IV. Post-10 year vision: Creativity using data

Later on (not necessarily within the next 10 years, but still part of a longer-term vision), I also envision expanding my decision-making facilitation to more creative endeavors. As I have mentioned in a previous post, I would like to enable the development of novel creations based on something like comprehensively tagged databases of “building blocks,” (e.g., such as in dance, figure skating, art, cinema, music, etc) which could then be used to develop something new through unique combinations of these building blocks, aimed at optimizing for what the creator chooses to optimize (e.g., most likely to succeed with certain type of audience, or optimize around a certain style, etc) and along certain parameters (e.g., certain length, budget, etc), with the predictions of success being based on the success of past combinations (contingent upon a large enough database having been created).
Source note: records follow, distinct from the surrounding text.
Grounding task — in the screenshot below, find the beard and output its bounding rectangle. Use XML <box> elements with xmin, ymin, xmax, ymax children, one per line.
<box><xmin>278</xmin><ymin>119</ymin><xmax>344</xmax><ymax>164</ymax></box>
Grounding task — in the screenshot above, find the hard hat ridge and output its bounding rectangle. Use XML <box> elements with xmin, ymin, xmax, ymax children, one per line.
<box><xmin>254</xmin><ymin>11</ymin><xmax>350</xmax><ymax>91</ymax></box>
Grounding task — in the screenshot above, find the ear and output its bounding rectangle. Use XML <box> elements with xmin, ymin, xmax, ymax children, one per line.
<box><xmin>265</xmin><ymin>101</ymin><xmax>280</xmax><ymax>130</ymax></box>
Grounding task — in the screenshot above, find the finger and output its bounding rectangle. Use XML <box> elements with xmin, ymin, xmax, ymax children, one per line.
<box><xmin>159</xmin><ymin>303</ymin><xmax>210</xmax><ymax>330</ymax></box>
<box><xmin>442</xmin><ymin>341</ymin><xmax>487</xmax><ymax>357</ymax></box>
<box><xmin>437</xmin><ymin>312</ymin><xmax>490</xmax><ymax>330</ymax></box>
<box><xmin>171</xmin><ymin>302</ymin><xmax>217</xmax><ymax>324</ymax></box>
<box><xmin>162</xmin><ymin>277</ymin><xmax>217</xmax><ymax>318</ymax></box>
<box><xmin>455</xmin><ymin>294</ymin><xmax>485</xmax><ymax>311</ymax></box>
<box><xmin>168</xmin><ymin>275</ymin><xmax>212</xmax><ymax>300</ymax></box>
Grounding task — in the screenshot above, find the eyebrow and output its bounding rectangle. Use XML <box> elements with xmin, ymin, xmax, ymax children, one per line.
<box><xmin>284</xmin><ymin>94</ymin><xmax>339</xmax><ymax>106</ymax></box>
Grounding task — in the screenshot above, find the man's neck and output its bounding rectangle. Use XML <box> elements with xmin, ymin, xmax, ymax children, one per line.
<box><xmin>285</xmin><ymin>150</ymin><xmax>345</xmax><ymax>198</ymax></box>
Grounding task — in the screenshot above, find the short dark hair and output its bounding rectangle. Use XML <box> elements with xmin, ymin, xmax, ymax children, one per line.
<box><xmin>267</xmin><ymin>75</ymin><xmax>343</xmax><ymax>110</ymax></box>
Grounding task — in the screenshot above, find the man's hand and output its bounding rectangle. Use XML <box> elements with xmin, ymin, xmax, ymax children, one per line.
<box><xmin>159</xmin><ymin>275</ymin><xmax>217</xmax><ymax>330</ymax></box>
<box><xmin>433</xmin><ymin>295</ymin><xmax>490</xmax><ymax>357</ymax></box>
This would be a decision-making framework applied in a unique way to more creative fields. Even though on the surface it seems very different than solving for things such as highest-success investment decisions with predicted success based on financial metrics, this would, in some ways, be the parallel to that for creative endeavors (except that it would be decision-making for creation, rather than just for the purchase/sale of existing assets). For example, these proposed creations could optimize for things such as highest expected ticket sales, highest expected audience attendance, etc, which would be similar to the “highest ROI” sort of decision-making done in financial settings.

V. My own path and role in all of this

I’m at the very beginning stages of doing all of this, but the above is a high-level version of what I would like to work toward in the coming 10-15 years. Of course, I recognize that I will need to get much more specific with my vision each of these areas in order to pursue it, and I would do this by picking very specific, discrete problems to solve and beginning there.

I also wanted to think through how I could go about doing this in the next 10-15 years. I would start by creating a company in one of these areas, focused on solving something relatively specific (i.e., a thin slice of a much larger problem). I imagine that this may start more on the individual decision-making side, as that is the more easily accessible challenge to solve, given that I don’t have technical skills in the area. I imagine that my first company would be a challenge, but I’m also sure that it will provide a variety of lessons.

Over time, I would also like to start several other companies, all related to certain areas of decision-making. Through multiple iterations, I would like to learn the skill of creating something from nothing and building it up to success. I imagine that I’ll fail many times in the process of this, and I accept that as part of the learning journey. The failures will be inevitable, but the important point will be to simply get up and continue toward the longer-term goal and vision.

Ultimately, I envision creating some sort of growth ventures fund, in which my team and I start, incubate, and grow  companies in these spaces (task-based decision making/automation and personal decision-making). I could envision it being organized a bit like the below:

Decision Fund [growth ventures fund]

Branch 1: Personal/life decision making

Branch 2: Task/process/automation decision-making

Some of what I would like to build into the culture of my company/companies includes (as a first hypothesis, as I’m sure this may adapt as I get actual experience):

  1. Being ruthlessly results-oriented
  2. Building a learning organization (always learning and iterating)
  3. Building a meritocratic organization in which the best people can thrive, grow, and continue gaining opportunities

In the meantime, a couple of skills that I also want to learn include: data science (at a high level) and investing (in-depth – I think this will come partly through the experience of starting/running companies, and partly through the trial and error of actual investing, both before and during my envisioned growth ventures fund).

Now that I have put it out into the world, I hope that it’ll help me get there by keeping this clear vision in my mind.